Back in the spring, Delegate Eleanor Holmes Norton said it would be “a waste to squander our first majority in eight years on a futile impeachment process.”
But now, D.C.’s sole representative on Capitol Hill has changed her tune, calling for an impeachment inquiry for President Donald Trump following the testimony of Special Counsel Robert Mueller.
“I believe that it is imperative for Congress to obtain additional, redacted information from the Mueller Report and other information in order to decide whether Articles of Impeachment are warranted,” Norton said in a statement on Tuesday, which did not include the name “Trump” in it. As a delegate, Norton does not have full voting rights in the House, though under the Democrats, she has a floor vote in the Committee of the Whole.

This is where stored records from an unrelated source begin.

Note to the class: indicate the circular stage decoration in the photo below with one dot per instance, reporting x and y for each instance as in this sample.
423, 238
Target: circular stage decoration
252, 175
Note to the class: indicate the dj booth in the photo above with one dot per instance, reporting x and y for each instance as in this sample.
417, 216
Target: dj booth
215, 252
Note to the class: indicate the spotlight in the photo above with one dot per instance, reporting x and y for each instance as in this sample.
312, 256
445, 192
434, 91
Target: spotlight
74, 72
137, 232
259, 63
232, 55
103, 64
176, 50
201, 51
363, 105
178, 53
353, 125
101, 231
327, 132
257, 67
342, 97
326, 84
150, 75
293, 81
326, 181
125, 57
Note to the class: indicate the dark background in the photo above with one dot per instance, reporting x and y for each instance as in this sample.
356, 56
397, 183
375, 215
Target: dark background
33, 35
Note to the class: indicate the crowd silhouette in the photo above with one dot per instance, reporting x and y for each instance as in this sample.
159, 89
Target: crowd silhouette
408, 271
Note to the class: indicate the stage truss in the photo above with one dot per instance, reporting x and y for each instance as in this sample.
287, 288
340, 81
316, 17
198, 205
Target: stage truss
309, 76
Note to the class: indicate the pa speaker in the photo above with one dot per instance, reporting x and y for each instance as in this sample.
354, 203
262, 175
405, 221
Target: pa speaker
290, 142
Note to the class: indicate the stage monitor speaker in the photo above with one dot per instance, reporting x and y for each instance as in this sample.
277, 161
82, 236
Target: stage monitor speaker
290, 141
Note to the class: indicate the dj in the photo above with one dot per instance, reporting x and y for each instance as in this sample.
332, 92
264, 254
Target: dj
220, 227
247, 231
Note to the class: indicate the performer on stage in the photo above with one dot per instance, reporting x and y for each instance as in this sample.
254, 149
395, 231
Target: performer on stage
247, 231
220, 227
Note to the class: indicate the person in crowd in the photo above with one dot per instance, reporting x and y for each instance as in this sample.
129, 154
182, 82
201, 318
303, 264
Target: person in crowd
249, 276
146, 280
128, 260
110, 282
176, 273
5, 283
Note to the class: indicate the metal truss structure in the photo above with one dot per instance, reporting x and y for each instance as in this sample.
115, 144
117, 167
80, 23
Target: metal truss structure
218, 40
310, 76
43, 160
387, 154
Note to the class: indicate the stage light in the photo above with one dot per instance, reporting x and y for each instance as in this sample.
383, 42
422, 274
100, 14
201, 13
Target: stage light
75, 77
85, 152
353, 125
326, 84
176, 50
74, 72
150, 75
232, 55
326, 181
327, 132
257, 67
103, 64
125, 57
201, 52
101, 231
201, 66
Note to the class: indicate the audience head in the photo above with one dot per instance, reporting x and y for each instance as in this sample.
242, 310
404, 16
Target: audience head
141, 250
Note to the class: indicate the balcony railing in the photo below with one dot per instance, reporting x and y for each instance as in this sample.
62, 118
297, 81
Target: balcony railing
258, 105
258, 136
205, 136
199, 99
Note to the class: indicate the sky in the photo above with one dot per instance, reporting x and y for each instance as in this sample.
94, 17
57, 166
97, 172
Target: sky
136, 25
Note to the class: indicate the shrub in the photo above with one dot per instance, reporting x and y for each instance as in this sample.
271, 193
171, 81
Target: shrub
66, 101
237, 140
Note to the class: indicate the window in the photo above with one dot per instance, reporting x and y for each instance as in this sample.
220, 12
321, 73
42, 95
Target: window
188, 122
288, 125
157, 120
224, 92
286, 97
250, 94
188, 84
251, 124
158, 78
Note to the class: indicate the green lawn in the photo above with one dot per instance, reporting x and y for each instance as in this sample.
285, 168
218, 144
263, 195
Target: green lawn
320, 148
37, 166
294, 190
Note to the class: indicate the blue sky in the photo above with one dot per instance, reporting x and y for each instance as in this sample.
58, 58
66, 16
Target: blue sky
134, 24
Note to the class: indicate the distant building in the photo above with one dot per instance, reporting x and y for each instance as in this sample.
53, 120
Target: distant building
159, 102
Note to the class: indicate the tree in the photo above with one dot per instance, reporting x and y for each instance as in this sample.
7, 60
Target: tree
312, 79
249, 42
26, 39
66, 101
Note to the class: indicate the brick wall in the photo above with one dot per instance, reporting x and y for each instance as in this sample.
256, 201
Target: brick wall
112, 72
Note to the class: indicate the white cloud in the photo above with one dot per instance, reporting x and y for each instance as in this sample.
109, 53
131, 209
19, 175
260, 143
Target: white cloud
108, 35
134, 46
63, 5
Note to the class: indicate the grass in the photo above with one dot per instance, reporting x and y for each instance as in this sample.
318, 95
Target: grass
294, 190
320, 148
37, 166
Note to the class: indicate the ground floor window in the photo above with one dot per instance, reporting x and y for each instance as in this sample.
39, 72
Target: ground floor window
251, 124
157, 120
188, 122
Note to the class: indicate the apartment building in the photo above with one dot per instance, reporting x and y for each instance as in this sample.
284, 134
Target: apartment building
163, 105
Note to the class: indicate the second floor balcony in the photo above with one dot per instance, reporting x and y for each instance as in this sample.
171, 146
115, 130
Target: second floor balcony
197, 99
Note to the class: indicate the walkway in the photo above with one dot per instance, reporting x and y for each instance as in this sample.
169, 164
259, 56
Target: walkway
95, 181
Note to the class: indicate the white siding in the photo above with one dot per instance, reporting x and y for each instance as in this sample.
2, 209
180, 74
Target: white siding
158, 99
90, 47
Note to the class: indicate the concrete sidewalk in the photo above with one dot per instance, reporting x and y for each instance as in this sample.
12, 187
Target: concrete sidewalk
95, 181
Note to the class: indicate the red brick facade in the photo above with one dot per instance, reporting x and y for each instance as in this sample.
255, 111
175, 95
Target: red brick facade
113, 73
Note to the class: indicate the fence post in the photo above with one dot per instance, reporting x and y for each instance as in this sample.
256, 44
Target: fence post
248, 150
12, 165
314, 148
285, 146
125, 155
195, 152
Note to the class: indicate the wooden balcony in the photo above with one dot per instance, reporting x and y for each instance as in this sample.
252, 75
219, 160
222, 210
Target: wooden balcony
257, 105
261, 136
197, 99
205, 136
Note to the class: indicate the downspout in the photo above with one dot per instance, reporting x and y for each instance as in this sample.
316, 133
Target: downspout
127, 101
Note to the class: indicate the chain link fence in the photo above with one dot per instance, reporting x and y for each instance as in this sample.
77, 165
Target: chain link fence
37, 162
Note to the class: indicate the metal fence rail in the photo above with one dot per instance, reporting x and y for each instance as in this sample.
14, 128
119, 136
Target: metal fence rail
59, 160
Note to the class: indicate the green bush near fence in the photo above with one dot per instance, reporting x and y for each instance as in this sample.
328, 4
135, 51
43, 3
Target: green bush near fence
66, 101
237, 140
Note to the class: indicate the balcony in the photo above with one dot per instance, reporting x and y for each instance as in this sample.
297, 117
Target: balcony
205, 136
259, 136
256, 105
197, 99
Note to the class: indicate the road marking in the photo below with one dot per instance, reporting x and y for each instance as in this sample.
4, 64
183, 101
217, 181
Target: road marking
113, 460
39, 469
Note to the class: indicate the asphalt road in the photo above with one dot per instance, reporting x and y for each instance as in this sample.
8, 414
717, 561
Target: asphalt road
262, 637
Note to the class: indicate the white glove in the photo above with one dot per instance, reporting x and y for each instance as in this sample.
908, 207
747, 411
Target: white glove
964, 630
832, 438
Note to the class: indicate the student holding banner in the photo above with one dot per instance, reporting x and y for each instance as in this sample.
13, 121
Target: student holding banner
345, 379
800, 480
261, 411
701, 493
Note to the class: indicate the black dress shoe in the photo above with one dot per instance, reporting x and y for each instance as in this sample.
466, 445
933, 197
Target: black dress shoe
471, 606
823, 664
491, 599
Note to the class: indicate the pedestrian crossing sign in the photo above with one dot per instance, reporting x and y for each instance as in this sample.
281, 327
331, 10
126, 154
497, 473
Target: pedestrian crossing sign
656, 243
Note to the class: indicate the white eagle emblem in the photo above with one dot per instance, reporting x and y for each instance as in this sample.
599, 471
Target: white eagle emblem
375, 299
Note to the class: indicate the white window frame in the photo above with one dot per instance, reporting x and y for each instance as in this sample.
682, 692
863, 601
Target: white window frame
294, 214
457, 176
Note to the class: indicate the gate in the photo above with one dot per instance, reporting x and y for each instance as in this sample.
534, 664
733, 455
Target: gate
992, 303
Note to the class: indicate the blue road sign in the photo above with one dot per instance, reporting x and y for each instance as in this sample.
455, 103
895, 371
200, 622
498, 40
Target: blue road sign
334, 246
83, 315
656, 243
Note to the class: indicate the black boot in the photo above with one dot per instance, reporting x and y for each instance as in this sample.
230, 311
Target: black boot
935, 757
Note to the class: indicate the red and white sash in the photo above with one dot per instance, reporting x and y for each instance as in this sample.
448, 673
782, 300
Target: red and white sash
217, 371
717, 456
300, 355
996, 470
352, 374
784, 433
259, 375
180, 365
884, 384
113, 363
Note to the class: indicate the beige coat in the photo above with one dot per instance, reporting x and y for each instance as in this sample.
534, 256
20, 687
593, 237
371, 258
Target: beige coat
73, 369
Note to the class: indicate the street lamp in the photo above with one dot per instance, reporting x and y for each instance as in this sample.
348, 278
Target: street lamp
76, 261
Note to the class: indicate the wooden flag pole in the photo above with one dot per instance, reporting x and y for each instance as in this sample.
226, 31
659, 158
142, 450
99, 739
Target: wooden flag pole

Norton’s support for an impeachment inquiry adds her to the list of more than a dozen House Democrats who have joined the call since Mueller’s testimony last week. The surge in support comes after Mueller said during his testimony that Trump had not been cleared of obstructing justice and had tried to undermine the special counsel’s investigation, among other takeaways.
There were already regional legislators among the more than 100 members of the House of Representatives who publicly back an impeachment inquiry (all Democrats but for Justin Amash, a Republican from Michigan who became an independent after calling for impeachment proceedings)—Don Beyer of Virginia and Jamie Raskin of Maryland. The same day as Norton’s statement, Virginia’s Jennifer Wexton also announced she was backing an impeachment inquiry.
Indeed, Raskin said this week that the House is already engaged in an impeachment investigation. “We’ve been confronted with overwhelming evidence of high crimes and misdemeanors by the president,” Raskin told Montgomery County Media, listing instances of presidential obstruction of justice, witness tampering, concealment of evidence, and lying as outlined by Mueller. “That’s all totally impeachable,” he said.
But pro-impeachment Democrats have yet to win over House leadership, including Speaker of the House Nancy Pelosi, who maintains that investigating Trump, rather than impeaching him, is the way to go. The argument is that the Republican-held Senate wouldn’t move forward with impeachment proceedings, and the inquiry could hurt Democratic representatives running for reelection in battleground districts.
Only about 4 percent of voters in D.C. supported Trump in 2016.
While Norton is now on board with the impeachment process, she doesn’t want it to “consume all the oxygen from the people’s agenda,” she said in a statement. “It would be legislative malpractice and a disservice to our constituents to fail to highlight the many bills we have sent to the Senate.”
This story has been updated with Jennifer Wexton’s call for an impeachment inquiry.